Mayor Fischer signs Council resolution in support of #GetTheChampAStamp campaign
Flanked by Lonnie Ali, Muhammad Ali Center leaders and Metro Council members, Mayor Greg Fischer today signed a Council resolution supporting the campaign to put Louisville native Muhammad Ali’s image on a United States Postal Service (USPS) stamp.
“As a boxer, Muhammad Ali became The Greatest, though his most lasting victories happened outside the ring as he leveraged his fame as a platform to promote peace, justice and humanitarian efforts around the world, while always keeping strong ties to his hometown Louisville, Kentucky. He undoubtedly was extraordinary, and his contributions endure today,” Mayor Fischer said. “I’m grateful to Metro Council for its support of this effort, and I’m honored to sign this resolution to #GetTheChampAStamp.”
Louisville Metro Council unanimously approved the resolution earlier this month.
“Today we proudly recognize the Champ,” said Councilwoman Paula McCraney, District 7. “Now, let’s get him on the stamp!”

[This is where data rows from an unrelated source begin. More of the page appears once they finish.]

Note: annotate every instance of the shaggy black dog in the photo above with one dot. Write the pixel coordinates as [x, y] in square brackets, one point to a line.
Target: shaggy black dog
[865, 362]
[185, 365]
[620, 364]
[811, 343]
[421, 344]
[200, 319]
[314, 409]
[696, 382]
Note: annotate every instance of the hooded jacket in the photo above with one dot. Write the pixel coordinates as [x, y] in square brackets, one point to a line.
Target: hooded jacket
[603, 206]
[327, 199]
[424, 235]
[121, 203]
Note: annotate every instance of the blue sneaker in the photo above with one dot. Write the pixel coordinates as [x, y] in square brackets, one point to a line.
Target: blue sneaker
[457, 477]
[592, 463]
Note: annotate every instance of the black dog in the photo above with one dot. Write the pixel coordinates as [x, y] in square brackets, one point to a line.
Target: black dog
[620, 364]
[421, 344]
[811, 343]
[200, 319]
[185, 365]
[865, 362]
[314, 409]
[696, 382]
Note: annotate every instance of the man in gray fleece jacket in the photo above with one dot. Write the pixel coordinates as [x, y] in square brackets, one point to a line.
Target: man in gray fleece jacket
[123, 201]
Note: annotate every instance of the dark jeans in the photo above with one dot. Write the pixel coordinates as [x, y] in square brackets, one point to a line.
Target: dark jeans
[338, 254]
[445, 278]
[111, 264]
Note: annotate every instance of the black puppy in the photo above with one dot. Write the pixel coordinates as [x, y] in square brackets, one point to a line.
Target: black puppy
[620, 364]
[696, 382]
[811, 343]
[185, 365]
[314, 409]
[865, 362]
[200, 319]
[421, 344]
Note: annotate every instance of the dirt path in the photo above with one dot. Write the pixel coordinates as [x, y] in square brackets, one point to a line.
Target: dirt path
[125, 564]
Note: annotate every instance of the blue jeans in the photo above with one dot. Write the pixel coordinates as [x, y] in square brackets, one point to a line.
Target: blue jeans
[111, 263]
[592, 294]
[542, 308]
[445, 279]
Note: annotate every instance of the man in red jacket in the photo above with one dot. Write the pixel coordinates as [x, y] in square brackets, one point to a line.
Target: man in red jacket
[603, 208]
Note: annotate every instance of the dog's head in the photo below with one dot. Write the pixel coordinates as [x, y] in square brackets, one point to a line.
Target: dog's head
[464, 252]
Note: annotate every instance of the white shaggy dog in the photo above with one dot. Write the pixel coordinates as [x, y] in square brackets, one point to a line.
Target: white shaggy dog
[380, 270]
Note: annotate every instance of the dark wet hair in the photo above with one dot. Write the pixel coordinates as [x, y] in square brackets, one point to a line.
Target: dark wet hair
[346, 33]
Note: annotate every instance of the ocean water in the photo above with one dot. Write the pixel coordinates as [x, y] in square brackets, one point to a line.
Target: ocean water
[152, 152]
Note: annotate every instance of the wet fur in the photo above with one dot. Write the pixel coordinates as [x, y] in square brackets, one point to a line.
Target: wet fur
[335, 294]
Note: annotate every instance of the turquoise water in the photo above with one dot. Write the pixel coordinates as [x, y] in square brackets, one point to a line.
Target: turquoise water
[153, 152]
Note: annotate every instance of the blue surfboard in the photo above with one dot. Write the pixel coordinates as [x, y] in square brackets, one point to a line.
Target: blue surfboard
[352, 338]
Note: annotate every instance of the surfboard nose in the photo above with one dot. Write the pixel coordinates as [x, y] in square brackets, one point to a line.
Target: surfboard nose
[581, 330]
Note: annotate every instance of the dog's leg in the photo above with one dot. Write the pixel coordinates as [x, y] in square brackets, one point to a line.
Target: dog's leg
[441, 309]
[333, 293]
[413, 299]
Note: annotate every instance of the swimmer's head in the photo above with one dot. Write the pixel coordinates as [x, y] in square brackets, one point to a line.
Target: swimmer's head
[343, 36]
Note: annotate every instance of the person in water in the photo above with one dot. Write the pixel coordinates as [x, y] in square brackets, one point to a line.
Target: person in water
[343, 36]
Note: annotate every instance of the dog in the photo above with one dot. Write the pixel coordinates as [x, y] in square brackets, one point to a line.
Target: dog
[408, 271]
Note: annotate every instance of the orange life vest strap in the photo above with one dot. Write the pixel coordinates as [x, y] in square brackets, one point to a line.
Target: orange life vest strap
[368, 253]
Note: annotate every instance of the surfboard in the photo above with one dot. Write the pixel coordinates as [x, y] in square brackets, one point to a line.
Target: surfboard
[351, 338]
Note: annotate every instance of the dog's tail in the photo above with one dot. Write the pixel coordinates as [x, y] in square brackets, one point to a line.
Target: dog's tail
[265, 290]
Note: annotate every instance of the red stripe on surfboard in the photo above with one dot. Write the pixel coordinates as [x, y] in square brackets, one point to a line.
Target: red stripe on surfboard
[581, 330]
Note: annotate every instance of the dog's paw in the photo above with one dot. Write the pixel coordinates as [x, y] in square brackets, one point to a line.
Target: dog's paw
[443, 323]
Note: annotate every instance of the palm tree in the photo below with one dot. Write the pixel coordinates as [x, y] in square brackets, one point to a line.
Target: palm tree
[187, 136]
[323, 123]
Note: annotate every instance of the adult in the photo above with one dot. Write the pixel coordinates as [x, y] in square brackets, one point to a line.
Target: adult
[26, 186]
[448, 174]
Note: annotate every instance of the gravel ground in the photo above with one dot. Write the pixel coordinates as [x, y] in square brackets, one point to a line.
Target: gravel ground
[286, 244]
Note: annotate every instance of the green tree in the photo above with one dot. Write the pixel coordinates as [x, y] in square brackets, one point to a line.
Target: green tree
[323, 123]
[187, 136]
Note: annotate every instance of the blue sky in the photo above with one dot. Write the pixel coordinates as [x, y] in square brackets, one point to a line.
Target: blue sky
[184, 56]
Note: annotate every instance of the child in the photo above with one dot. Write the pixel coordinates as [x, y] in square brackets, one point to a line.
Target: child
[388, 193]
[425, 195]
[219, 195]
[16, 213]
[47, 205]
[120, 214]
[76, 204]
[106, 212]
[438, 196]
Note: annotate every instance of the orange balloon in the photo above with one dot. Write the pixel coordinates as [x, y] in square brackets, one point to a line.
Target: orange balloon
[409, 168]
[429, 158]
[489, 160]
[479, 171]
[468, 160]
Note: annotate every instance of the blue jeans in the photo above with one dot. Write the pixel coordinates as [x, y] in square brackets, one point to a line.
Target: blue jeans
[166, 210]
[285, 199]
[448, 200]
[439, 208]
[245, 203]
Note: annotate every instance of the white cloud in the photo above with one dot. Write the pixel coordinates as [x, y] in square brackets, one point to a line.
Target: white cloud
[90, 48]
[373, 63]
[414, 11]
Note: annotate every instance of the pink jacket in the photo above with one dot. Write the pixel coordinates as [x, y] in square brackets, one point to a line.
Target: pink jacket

Councilman Markus Winkler, District 17, said: “Muhammad Ali wasn’t just The Greatest, he also represented the best of Louisville, the U.S.A., and the world. Having overcome numerous obstacles throughout his life, Ali persevered, met every challenge, and emerged as the champion — both in the ring and for civil and human rights across the world. He is a transcendent figure of the 20th Century and it’s time for the USPS to create a stamp for the champ!”
Councilwoman Keisha Dorsey, District 3, said: "The question here should have never been, 'should we put the champ on a stamp?' The question should have been, 'how soon can we make it happen?' There are few people in this world whose lives have had the worldwide reach of Louisville's own Muhammad Ali. I'm proud to see 'The People's Champ' honored this way.”
The resolution signed today is a part of an on-going campaign, #GetTheChampAStamp, that launched in June. The Ali Center, Mayor and Ali’s family encourage the public to show their support for a Muhammad Ali stamp by sharing the hashtag #GetTheChampAStamp on social media, post photos of Ali that they believe would be fitting for a stamp, or writing letters of support.
Being considered for a stamp involves a multi-step process with the USPS, including submittal of historical information and important dates associated with the subject.
The Postal Service’s Citizens’ Stamp Advisory Committee, which is appointed by the Postmaster General, selects subjects for recommendation and reviews criteria for eligibility. Among other criteria, the USPS honors those with “extraordinary and enduring individual contributions to American society, history, and culture, or environment” and who have achieved “widespread national appeal or significance.” The process can take three years.
“As a heavyweight champion, in and outside of the ring, Muhammad Ali had great name recognition and popularity with people around the globe,” said Marilyn Jackson, President and CEO of the Muhammad Ali Center. “Today we celebrate the support of his hometown. We are grateful for Louisville Metro Council and Mayor Fischer for this resolution that will amplify the Ali Center’s public awareness campaign to #GetTheChampAStamp.”
In June, the U.S. Conference of Mayors approved a resolution sponsored by Mayor Fischer in support of the #GetTheChampAStamp campaign.